You’ve got the 2007 college guide, where they use their own ranking system to create a list of the best colleges.
We use three criteria that we believe best measure the impact schools have on the country. The first is social mobility: does the school do a good job recruiting and graduating poorer students? The second is research: is the school supporting the scientific and humanistic study that is key to our national strength, by producing PhDs and winning research grants? And the third is service: how effectively does the school foster an ethic of giving back to the country, either through military or civilian service? (For further details, see “A Note on Methodology”)
The sleazy higher education lobby.
In 2003, Ted Kennedy tried to nudge America’s colleges and universities toward changing two of the least defensible practices in the modern admissions process. The first is legacy preferences, in which schools heavily favor applications from the children of alumni, often ahead of students with stronger academic resumes but less-well-connected parents. The second practice, early decision, where schools make it easier for prospective students to get admitted if they’ll commit to attending at the time they apply, has a similar effect, since wealthier candidates don’t need to compare financial aid packages and can therefore more easily commit to a school early. Taken together, the two practices fly in the face of the ideal of American meritocracy, and reduce the opportunities for young people of more modest backgrounds to go to selective colleges.
Under Kennedy’s proposal, schools that used both tools and also graduated students of color at a disproportionately low rate—at the time, that meant eighty-seven schools, including five Ivies—would be required to try to boost that rate, and would receive federal money to do so. If they failed, the schools would be required to give up legacy preferences or early decision, or else forgo other forms of federal aid.
But before Kennedy’s proposal could even be formally introduced, One Dupont Circle weighed in. That’s the address of the marble-and-glass office building that serves as the de facto headquarters for the array of groups representing the organized interests of America’s colleges and universities. Prominently located in a fashionable D.C. neighborhood that’s home to many of the better-funded nonprofits, One Dupont (or the “National Center for Higher Education,” as its awning appropriately proclaims) is owned by the largest and most powerful of the higher ed associations, the American Council on Education. In order to facilitate coordination of policy and strategy, ACE leases the rest of the space, at below-market rates, exclusively to other higher ed groups (from the National Association of College and University Attorneys to the American College Personnel Association). That sense of cohesion tends to come through in the lobby’s work: one higher ed expert I spoke to called One Dupont “a building that speaks, like the White House.”

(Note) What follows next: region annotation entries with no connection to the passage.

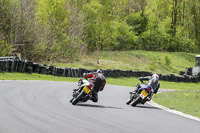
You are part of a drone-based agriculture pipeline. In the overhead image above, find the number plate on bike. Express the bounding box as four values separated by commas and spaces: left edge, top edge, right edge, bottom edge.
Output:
83, 86, 91, 94
141, 90, 148, 97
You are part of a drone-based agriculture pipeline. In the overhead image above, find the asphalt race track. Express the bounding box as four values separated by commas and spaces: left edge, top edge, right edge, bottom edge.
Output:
0, 81, 200, 133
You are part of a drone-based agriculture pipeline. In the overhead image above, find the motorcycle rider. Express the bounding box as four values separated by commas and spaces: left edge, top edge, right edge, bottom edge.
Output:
135, 74, 160, 101
83, 69, 106, 102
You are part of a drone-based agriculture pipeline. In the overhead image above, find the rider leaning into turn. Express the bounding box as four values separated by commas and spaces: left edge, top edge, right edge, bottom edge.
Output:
136, 74, 160, 99
83, 69, 106, 102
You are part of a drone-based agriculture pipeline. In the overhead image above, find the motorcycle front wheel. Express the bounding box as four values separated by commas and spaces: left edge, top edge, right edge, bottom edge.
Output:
131, 97, 142, 107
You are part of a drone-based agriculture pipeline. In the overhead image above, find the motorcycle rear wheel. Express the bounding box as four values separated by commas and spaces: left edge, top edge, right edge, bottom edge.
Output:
126, 98, 133, 105
72, 91, 85, 105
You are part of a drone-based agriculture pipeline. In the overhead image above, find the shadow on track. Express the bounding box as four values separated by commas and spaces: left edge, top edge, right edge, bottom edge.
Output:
135, 105, 160, 110
77, 104, 124, 109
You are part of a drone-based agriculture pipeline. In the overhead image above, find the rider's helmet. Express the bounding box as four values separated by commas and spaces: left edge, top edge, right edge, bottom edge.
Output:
97, 69, 103, 74
152, 73, 159, 79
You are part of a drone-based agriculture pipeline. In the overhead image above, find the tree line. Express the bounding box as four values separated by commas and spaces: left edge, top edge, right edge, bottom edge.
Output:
0, 0, 200, 61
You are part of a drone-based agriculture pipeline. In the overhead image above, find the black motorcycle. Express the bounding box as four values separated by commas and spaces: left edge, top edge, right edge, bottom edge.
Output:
126, 82, 153, 106
70, 79, 92, 105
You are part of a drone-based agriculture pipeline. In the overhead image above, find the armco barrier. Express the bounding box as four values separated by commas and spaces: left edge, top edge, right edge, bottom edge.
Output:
0, 57, 200, 82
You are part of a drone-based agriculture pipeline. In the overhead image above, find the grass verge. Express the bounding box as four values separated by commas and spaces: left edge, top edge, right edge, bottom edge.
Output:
153, 91, 200, 118
0, 73, 200, 117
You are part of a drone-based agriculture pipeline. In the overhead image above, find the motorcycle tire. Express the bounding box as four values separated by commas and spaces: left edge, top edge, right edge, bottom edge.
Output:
126, 98, 133, 105
131, 97, 142, 107
69, 97, 74, 103
72, 91, 85, 105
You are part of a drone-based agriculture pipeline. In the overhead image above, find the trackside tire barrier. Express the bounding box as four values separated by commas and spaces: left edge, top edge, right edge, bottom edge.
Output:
0, 57, 200, 82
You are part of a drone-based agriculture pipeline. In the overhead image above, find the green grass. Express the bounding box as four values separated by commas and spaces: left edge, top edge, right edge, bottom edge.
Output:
43, 50, 198, 74
153, 92, 200, 117
0, 73, 78, 82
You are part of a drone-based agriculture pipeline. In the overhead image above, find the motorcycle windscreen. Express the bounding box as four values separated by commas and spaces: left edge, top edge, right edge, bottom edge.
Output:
83, 86, 91, 94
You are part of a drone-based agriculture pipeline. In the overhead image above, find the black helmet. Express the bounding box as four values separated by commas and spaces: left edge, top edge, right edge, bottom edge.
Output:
97, 69, 103, 74
152, 73, 159, 79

When the denizens of One Dupont learned of the Kennedy proposal, they pulled out all the stops to fight it. Legacy preferences are a key way for many colleges to maintain favor with deep-pocketed alumni, and early decision allows them to manage the admissions process with more predictability, and to lock in certain coveted applicants—often wealthy athletic recruits, who play sports like squash and lacrosse and whose parents can be expected to pay full price.
Higher ed lobbyists quickly mobilized their member colleges, encouraging them to go directly to senators on the key committee. Publicly, the lobby stressed the effect the measure would have on small religious institutions and historically black colleges, some of which, they claimed, depend for their existence on using the admissions process to maintain alumni loyalty. But in reality, say Hill staffers who worked on the issue, it was the elite New England private colleges and universities, appealing directly to their home-state senators Kennedy and Chris Dodd of Connecticut, who applied particularly effective behind-the-scenes pressure. When Dodd began to waver, Kennedy was forced to back off, and the two instead proposed a largely toothless alternative that merely required colleges to report on the number, socioeconomic status, and race of students who were relatives of alumni or were admitted through early decision. It involved no penalties of any kind. Yet ultimately, under pressure from One Dupont, even this measure was never brought up for a vote.
Finally, a fascinating bit about how community colleges are often better than four years.
Conventional wisdom assumes that if you hold schools with low-income students to high standards, graduation rates will plummet. In fact, our list indicates that the opposite may be the case. CCSSE research has found that the level of academic challenge is positively linked with graduation rates. Indeed, the average graduation rate of colleges on our list is almost 50 percent higher than the national average for community colleges. Undergraduates who are taught well are more likely to succeed and ultimately complete their degree, meaning that the more colleges ask from their students, the more they get back. This suggests that many students aren’t dropping out because colleges are keeping their standards appropriately high—they’re dropping out because the standards are inappropriately low.
What, then, are the conclusions to be drawn from our list? For community colleges, the main one is this: No more excuses. It’s just not very credible to blame subpar performance on funding levels or student demographics when schools like Hazard and Atlanta Technical are performing so well. For four-year universities, the conclusion is even tougher: They ought to be ashamed of themselves. Despite all their advantages—lavish campuses, brilliant scholars, social networks that no community college can match—the quality of the teaching at four-year institutions is less rigorous and less helpful than that found at the community colleges on our list. This is a stunning indictment of the extent to which teaching at many of America’s “best” universities has been neglected.